第13番【立秋 】

第13番【立秋 】

二十四節気 第13番【立秋 】(りっしゅう)


まだまだ夏真っ盛りの時期ですが、暦の上では夏を過ぎ秋への移り変りを表す【立秋 】を迎えます。

立春からちょうど半年が経過し、お盆明けには少しずつ秋の気配が感じられることでしょう。
その頃には季節の挨拶も「暑中見舞い」から「残暑見舞い」に替わります。

四季の始まりにあたる<立春・立夏・立秋・立冬>を⇒【四立(しりゅう)】と言い、
●昼夜の時間がほぼ同じとなる<春分・秋分>
●1年のうち昼間の時間が最も長い<夏至>
●同じく夜の時間が最も長い<冬至>⇒【二至二分(にしにぶん)】と言う
➡四立と二至二分の季節の節目を総合して【八節(はっせつ)】とまとめます。



立秋頃の大きな行事では「お盆」があります。

この頃(8月初旬頃~)に行われるお祭りは、花火や盆踊り、灯篭流しなど、慰霊や迎え火・送り火の一種として行われるものが多くなります。
前節気の【大暑】の項で記しました通り、迎え火となる花火と、神事的な意味合いの強い盆踊りで、魂をもてなし、送り出しをします。
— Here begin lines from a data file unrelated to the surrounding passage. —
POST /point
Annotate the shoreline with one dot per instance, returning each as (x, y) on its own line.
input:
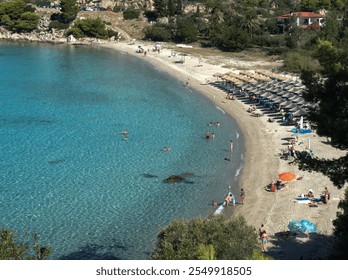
(262, 163)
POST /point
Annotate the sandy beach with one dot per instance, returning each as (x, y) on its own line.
(263, 163)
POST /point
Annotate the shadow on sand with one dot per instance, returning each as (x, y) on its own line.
(310, 246)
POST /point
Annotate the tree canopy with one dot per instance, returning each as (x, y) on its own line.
(16, 15)
(210, 238)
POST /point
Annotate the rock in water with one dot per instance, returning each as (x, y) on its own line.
(174, 179)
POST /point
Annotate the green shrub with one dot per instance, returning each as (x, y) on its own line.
(297, 61)
(55, 24)
(156, 33)
(131, 14)
(94, 28)
(117, 9)
(112, 33)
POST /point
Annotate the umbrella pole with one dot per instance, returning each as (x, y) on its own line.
(231, 148)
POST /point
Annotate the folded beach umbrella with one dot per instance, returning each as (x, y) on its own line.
(287, 176)
(277, 100)
(297, 112)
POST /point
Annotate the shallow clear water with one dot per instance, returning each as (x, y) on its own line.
(66, 171)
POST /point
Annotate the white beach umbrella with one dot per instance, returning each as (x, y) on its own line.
(301, 122)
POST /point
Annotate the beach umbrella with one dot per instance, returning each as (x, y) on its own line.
(277, 100)
(301, 226)
(287, 176)
(299, 112)
(301, 122)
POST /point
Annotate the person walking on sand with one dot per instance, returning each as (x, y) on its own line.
(261, 230)
(242, 196)
(264, 240)
(326, 195)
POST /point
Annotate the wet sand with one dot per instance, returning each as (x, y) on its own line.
(264, 140)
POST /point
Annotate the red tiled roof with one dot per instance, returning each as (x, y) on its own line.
(301, 14)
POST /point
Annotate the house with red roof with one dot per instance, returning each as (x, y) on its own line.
(304, 20)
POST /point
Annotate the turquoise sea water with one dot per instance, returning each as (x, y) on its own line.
(66, 171)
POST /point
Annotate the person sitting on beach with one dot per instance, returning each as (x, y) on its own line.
(227, 199)
(207, 135)
(261, 230)
(273, 186)
(242, 196)
(264, 240)
(310, 194)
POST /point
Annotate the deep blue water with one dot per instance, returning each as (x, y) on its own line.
(66, 171)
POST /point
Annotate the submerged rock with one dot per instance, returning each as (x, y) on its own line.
(56, 161)
(180, 178)
(148, 175)
(174, 179)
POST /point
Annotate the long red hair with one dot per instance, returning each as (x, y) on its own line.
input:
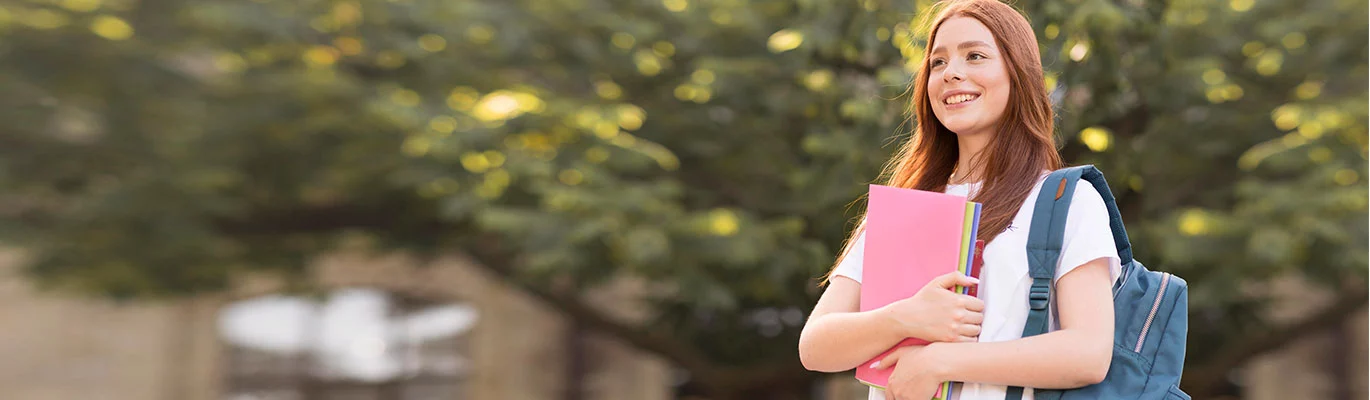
(1017, 154)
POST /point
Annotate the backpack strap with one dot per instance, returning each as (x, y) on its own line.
(1044, 241)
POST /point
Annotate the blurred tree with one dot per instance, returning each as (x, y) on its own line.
(713, 148)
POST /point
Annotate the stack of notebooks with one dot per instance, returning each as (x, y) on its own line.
(911, 237)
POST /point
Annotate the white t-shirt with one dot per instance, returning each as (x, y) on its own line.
(1004, 282)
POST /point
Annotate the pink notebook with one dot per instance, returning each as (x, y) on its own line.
(911, 237)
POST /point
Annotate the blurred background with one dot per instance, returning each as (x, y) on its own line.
(614, 199)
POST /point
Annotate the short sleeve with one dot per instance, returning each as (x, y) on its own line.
(1088, 236)
(851, 265)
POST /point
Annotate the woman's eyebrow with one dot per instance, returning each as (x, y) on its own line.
(963, 45)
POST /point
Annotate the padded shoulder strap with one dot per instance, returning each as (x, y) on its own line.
(1044, 241)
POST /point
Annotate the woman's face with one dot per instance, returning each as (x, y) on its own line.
(967, 82)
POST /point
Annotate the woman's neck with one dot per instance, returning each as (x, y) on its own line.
(970, 148)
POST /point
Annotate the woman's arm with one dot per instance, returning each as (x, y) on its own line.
(839, 337)
(1077, 355)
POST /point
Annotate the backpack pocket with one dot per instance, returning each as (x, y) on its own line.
(1176, 393)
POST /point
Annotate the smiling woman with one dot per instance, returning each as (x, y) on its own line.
(984, 132)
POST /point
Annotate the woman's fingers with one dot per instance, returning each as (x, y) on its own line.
(966, 329)
(977, 318)
(888, 360)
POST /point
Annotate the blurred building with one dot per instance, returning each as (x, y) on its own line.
(385, 328)
(382, 329)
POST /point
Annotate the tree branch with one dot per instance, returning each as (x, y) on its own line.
(1206, 378)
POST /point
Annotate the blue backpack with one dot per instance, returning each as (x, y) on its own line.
(1150, 308)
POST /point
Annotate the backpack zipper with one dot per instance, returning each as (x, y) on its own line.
(1165, 281)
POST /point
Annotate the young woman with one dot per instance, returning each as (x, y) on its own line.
(985, 132)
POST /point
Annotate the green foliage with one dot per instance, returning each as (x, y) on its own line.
(714, 148)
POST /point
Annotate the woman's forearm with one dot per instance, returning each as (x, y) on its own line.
(841, 341)
(1061, 359)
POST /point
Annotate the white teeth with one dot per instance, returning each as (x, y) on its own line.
(961, 99)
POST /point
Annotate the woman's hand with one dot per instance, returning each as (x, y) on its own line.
(939, 314)
(917, 373)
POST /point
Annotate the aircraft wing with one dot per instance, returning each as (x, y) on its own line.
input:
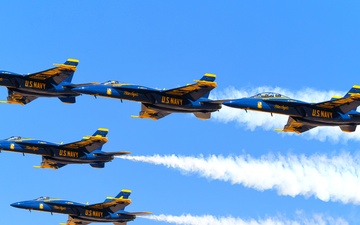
(294, 126)
(18, 98)
(113, 202)
(59, 73)
(49, 164)
(344, 104)
(89, 143)
(197, 90)
(150, 113)
(73, 221)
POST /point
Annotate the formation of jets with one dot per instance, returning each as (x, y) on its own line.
(111, 210)
(155, 104)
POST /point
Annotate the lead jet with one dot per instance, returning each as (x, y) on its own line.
(23, 89)
(55, 156)
(111, 210)
(156, 104)
(303, 116)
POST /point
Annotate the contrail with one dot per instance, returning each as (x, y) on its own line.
(253, 120)
(328, 178)
(210, 220)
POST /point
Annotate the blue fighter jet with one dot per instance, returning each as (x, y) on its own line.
(156, 104)
(111, 210)
(303, 116)
(23, 89)
(55, 156)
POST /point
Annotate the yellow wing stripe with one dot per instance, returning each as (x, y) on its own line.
(87, 140)
(210, 75)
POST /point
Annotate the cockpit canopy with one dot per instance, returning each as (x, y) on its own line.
(42, 198)
(14, 138)
(111, 82)
(270, 95)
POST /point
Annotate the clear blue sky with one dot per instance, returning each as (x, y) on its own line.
(290, 45)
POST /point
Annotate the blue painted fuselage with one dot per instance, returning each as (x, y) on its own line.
(306, 113)
(34, 87)
(151, 98)
(75, 210)
(55, 152)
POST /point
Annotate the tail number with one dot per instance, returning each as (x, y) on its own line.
(34, 84)
(67, 153)
(321, 113)
(171, 101)
(93, 213)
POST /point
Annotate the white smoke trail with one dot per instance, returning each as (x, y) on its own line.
(335, 178)
(253, 120)
(211, 220)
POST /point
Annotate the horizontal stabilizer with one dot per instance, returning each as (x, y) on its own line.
(89, 143)
(209, 77)
(71, 62)
(195, 91)
(203, 116)
(101, 132)
(79, 85)
(68, 100)
(348, 128)
(111, 153)
(98, 165)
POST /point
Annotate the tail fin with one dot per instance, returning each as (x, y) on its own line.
(114, 204)
(208, 77)
(69, 63)
(61, 73)
(355, 90)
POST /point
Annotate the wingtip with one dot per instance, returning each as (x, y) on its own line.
(278, 130)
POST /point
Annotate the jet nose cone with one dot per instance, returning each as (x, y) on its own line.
(236, 103)
(16, 205)
(78, 89)
(229, 103)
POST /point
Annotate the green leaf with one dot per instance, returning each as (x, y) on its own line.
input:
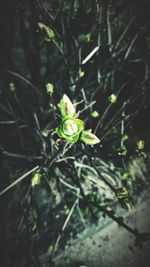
(112, 98)
(46, 31)
(89, 138)
(36, 179)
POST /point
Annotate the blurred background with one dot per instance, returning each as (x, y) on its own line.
(97, 52)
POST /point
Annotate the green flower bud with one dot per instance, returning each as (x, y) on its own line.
(89, 138)
(66, 107)
(46, 31)
(70, 127)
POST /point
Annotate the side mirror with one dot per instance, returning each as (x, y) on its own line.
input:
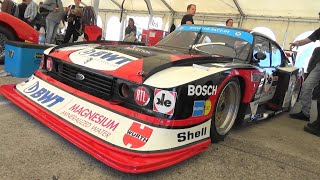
(260, 56)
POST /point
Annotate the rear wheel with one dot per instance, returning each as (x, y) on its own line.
(226, 110)
(5, 35)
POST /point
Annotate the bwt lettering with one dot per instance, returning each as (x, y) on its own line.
(202, 90)
(43, 95)
(105, 55)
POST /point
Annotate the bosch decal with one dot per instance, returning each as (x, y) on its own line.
(100, 59)
(164, 101)
(202, 90)
(43, 95)
(187, 136)
(201, 108)
(141, 96)
(137, 135)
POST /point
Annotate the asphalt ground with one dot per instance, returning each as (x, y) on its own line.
(276, 148)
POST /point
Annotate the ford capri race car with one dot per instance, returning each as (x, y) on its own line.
(139, 109)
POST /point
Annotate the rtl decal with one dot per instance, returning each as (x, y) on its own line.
(137, 135)
(141, 96)
(164, 101)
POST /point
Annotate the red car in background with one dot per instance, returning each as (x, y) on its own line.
(139, 109)
(14, 29)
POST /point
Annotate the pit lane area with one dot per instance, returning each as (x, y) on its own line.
(277, 148)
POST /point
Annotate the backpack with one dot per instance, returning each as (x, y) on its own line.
(15, 10)
(89, 16)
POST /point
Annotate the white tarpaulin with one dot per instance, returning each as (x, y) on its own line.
(286, 18)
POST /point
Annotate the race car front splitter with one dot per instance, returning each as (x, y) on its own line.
(124, 143)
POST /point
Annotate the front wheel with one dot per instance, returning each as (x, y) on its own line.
(226, 110)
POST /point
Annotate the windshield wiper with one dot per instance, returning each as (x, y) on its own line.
(195, 40)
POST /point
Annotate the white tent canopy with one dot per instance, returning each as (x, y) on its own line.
(286, 18)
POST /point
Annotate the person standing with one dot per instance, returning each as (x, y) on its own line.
(7, 6)
(56, 13)
(311, 81)
(31, 12)
(131, 28)
(229, 23)
(188, 18)
(22, 8)
(74, 17)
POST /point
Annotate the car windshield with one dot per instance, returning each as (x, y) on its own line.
(214, 41)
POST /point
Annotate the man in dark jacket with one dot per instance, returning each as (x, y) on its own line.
(308, 86)
(7, 6)
(22, 8)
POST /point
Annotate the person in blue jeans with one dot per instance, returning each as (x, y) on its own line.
(307, 88)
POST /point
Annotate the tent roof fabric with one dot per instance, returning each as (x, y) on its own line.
(306, 9)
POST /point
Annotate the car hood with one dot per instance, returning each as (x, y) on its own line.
(134, 63)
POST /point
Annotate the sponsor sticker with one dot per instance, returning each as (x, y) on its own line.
(164, 101)
(255, 77)
(201, 108)
(100, 59)
(190, 135)
(137, 135)
(141, 96)
(202, 90)
(198, 108)
(119, 130)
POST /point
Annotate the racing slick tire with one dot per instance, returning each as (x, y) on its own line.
(5, 35)
(226, 110)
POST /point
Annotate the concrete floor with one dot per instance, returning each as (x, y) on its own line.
(277, 148)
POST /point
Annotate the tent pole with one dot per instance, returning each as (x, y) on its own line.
(285, 35)
(150, 12)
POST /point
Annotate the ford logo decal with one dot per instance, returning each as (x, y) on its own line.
(80, 76)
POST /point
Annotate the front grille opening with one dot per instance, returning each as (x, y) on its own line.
(83, 79)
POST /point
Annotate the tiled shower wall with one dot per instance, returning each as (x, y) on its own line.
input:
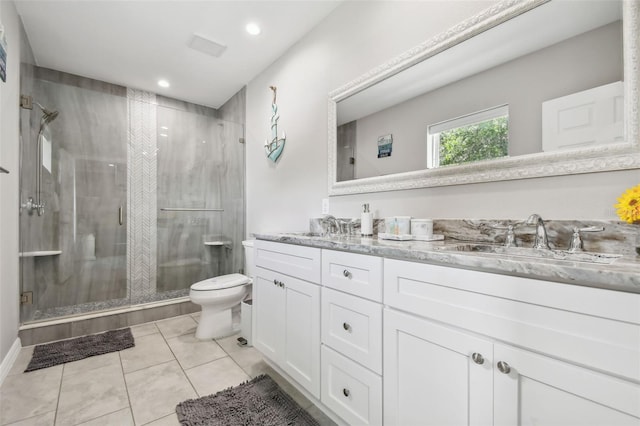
(108, 153)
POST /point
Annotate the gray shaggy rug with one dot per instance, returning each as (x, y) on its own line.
(259, 401)
(79, 348)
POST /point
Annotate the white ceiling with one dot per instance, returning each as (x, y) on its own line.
(136, 43)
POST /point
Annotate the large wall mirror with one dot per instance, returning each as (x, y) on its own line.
(524, 89)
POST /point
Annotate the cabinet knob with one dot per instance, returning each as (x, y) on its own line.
(477, 358)
(504, 367)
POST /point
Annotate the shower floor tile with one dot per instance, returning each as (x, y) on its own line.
(137, 386)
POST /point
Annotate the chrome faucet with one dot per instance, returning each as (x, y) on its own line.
(541, 241)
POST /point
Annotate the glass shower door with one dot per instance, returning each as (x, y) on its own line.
(73, 251)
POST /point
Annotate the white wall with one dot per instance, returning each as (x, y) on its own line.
(9, 144)
(356, 37)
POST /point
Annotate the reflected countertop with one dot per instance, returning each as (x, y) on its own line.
(621, 275)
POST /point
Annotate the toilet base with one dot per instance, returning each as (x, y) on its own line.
(214, 325)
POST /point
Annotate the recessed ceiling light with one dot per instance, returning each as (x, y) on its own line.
(253, 28)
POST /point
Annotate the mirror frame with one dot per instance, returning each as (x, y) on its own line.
(617, 156)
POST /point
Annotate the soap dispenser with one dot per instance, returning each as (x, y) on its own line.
(366, 222)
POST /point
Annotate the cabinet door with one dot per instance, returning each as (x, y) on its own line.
(268, 314)
(301, 332)
(430, 377)
(532, 389)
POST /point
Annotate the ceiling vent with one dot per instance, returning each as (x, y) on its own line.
(207, 46)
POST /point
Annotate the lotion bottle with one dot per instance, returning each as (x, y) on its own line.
(366, 222)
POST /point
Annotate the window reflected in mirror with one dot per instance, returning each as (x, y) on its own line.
(478, 136)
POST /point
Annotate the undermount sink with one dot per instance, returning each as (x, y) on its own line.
(604, 258)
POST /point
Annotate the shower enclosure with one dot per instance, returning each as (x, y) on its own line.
(126, 197)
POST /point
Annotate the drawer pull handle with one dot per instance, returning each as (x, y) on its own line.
(504, 367)
(477, 358)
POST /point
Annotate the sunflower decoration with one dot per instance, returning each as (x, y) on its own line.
(628, 207)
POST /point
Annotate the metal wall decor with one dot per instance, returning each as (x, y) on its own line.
(274, 147)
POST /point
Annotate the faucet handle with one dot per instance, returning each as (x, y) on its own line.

そうした伝統を感じる季節の風物詩から、現代では環境問題に配慮したり、伝統的なお祭りや行事を催しづらい場所(街中)などで、様々な試みが行われています。
灯篭流しの代わりに「キャンドル・ナイト」や、デジタル花火。
お家での過ごし方もまた、ライフスタイルが変化していく中で、私たちが無理なく行えるように、様々な提案や工夫が見られます。
迎え火・送り火には「おがら」ではなく、それに見立てたロウソクや盆提灯。わざわざバラバラに買わなくてもいいように、豊富なセットも沢山あって分かりやすい。
また、お仏壇と同じようにデザインもインテリアに馴染みやすいものも多く、コンパクトで飾りやすいものが多くあります。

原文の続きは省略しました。